Wednesday, September 09, 2009

Bible Works 8 - Part 2

As a follow up to my earlier post, I'll now describe some of the new features of BW8 that I like. (You only have to look at the sidebar to notice that myself and Joel Willitts have developed a friendly rivalry over which Bible Software programme we like!) New features of BW8 include:

Menu Tabs. Generally I don't like people messing with my software. Just when I get used to something the manufacturer upgrades the programme and then I have to learn how to "do" and "find" functions all over again. BW8 uses a new drop down menu when you want to change versions. The first option it gives you are languages (English, Greek, Hebrew) and then the assorted versions and documents available. Second, the BW8 makes it easier to move between biblical books, chapters, and verses. Whereas previously you had to scroll up and down to shift between say Acts and Revelation, the new drop down menu is much quicker. This is a change that I like.

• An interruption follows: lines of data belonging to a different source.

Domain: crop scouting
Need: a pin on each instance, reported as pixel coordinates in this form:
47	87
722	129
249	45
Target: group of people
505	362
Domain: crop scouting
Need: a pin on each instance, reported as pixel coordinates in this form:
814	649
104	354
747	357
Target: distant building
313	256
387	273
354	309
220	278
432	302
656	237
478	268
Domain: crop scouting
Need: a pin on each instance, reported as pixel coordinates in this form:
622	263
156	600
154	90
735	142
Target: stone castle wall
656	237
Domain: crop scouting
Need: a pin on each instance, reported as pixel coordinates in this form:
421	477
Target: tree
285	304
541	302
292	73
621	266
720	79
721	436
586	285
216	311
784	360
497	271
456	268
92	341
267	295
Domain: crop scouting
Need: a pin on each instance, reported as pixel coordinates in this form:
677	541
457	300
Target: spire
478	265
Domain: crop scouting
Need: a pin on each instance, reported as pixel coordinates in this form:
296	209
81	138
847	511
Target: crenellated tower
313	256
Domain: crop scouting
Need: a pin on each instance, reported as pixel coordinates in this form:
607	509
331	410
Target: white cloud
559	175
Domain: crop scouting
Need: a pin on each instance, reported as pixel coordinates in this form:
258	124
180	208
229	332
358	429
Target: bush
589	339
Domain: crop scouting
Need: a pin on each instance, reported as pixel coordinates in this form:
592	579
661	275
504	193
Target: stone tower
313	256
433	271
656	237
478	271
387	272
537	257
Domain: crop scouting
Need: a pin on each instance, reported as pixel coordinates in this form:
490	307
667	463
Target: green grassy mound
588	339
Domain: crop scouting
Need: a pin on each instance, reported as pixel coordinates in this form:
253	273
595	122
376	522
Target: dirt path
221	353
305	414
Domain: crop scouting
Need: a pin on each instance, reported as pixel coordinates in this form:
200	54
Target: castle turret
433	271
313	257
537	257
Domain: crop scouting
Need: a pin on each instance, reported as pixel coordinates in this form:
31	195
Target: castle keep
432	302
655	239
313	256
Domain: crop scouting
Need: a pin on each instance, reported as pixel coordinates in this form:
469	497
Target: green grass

New Analysis Tabs. A new "Context" Tab enables you to see the most common words in a pericope, chapter, and book. This is great for getting a feel of an authors preferred vocab.

Phrase Matching Tool. This is a cute little gadget that enables you to find similar phrases and words. I tried this with Rom. 1.17 looking for a phrases 5 words in length with 4 gap words at most and I instantly got Gal. 3.11 as I expected. This is far better than mere word searches as it allows you to identify common themes, threads, and phrases.

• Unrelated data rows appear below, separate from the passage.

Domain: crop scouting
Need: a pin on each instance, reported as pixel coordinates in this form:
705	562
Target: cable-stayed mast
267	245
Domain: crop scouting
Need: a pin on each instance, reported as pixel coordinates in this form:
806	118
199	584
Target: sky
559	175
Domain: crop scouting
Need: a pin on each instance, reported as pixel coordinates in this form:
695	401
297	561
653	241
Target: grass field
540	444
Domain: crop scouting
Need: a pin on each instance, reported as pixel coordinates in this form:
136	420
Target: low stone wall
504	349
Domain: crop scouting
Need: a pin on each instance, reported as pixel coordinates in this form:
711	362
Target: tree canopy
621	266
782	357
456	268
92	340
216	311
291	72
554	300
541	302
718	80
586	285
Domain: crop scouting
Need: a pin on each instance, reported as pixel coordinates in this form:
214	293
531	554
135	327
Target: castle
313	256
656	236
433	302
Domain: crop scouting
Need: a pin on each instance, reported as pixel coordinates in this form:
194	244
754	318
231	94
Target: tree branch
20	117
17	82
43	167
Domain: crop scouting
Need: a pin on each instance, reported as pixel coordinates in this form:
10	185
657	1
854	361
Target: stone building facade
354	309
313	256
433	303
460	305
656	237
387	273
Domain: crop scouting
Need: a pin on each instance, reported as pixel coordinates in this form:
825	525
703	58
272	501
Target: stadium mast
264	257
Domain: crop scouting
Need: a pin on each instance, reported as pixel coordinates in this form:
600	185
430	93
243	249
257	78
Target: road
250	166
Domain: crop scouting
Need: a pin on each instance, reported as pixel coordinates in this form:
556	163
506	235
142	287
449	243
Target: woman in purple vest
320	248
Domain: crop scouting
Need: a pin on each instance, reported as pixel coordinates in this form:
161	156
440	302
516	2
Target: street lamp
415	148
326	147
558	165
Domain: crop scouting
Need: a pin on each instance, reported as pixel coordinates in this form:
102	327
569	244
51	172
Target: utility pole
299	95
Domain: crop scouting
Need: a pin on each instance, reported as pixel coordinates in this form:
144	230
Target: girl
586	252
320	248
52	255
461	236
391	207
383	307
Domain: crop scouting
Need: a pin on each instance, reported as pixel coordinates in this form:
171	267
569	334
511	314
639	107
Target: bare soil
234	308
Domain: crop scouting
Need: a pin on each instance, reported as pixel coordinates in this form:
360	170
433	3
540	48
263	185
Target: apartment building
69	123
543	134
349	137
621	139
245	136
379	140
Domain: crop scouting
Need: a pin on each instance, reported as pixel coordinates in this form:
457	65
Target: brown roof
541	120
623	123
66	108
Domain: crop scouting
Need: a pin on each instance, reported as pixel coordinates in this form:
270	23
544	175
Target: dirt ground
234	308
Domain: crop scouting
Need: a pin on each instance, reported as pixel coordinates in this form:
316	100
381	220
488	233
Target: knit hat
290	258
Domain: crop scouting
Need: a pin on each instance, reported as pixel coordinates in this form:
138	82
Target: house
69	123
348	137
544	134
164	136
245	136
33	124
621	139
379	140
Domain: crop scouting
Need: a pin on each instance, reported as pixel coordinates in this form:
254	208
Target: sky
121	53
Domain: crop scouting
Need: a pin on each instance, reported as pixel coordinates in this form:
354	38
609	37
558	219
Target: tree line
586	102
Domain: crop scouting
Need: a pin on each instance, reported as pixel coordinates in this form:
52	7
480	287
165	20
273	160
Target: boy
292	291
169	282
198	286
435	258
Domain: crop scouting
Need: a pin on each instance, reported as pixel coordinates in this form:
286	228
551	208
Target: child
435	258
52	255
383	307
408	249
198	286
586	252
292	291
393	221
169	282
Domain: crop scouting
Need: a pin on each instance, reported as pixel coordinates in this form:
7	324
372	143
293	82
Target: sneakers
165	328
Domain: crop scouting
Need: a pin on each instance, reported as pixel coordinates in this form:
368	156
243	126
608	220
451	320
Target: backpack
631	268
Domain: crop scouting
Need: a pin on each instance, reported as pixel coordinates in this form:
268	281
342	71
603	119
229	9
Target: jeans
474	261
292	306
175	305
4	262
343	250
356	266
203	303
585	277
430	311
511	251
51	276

Text Exporting. There is now more flexibility as what the text looks like when you export it to a document. For instance, I prefer "In the beginning" (Gen 1:1). to "Gen 1:1 ESV In the beginning".

New Resources. Among the many new resources include:

a. New Greek and Hebrew references such as Wallace Exegetical Syntax of the NT, Waltke & O'Connor Introduction to Biblical Hebrew Syntax, and Jouon & Muraoka A Grammar of Biblical Hebrew.

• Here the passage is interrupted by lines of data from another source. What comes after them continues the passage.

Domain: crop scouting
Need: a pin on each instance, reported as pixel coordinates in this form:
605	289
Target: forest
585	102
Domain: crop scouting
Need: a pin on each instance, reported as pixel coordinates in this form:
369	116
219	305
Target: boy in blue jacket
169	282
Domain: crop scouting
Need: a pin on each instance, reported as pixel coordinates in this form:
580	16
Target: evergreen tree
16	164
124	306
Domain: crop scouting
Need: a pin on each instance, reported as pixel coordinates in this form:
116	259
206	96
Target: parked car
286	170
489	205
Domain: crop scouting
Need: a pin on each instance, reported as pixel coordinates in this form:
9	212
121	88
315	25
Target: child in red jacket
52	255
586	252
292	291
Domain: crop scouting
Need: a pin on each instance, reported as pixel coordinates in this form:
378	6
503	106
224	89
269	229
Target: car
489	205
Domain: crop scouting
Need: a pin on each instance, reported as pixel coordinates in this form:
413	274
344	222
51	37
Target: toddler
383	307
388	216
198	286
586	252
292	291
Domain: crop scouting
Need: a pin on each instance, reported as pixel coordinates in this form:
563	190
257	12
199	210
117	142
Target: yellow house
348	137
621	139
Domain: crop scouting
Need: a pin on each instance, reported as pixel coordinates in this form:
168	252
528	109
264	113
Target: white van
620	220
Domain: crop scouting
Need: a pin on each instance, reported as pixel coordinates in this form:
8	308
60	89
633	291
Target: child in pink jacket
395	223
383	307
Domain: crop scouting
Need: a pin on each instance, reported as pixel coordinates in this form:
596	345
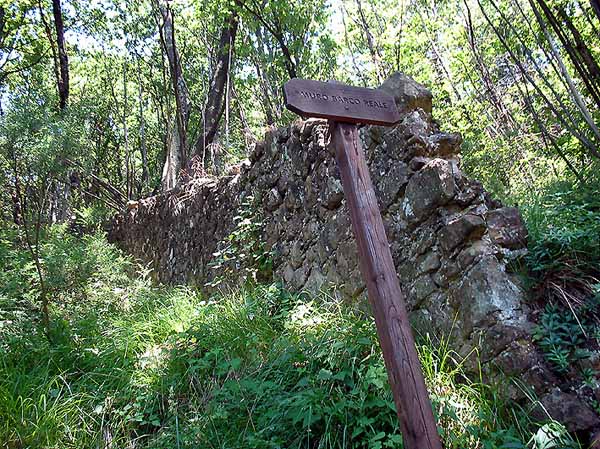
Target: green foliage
561	337
257	368
242	257
564	230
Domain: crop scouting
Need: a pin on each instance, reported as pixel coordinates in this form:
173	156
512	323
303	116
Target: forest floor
129	364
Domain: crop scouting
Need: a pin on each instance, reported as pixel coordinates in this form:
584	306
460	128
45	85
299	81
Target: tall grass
133	365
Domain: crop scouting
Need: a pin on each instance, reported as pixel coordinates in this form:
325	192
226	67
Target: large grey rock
409	94
431	187
507	228
449	239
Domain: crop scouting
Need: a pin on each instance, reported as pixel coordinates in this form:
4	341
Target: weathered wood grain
340	102
417	422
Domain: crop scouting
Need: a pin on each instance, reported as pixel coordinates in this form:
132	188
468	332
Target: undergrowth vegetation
564	276
129	364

b. Early Church Fathers from with complete series of Schaff Ante-Nicene, Nicene, and Post-Nicene Fathers.

c. Old Testament Pseudepigrapha in Greek and English. (Though I'm still trying to figure out where the Greek of 1 Enoch comes from!). It is based on versions from R.H. Charles and C.A. Evans.

Let me say that having the LXX, MT, Syriac, Targums, Josephus, Philo, Church Fathers, Pseudepigrapha in English and original languages makes this a great resource to have. The DSS are also available but you have to pay to unlock them.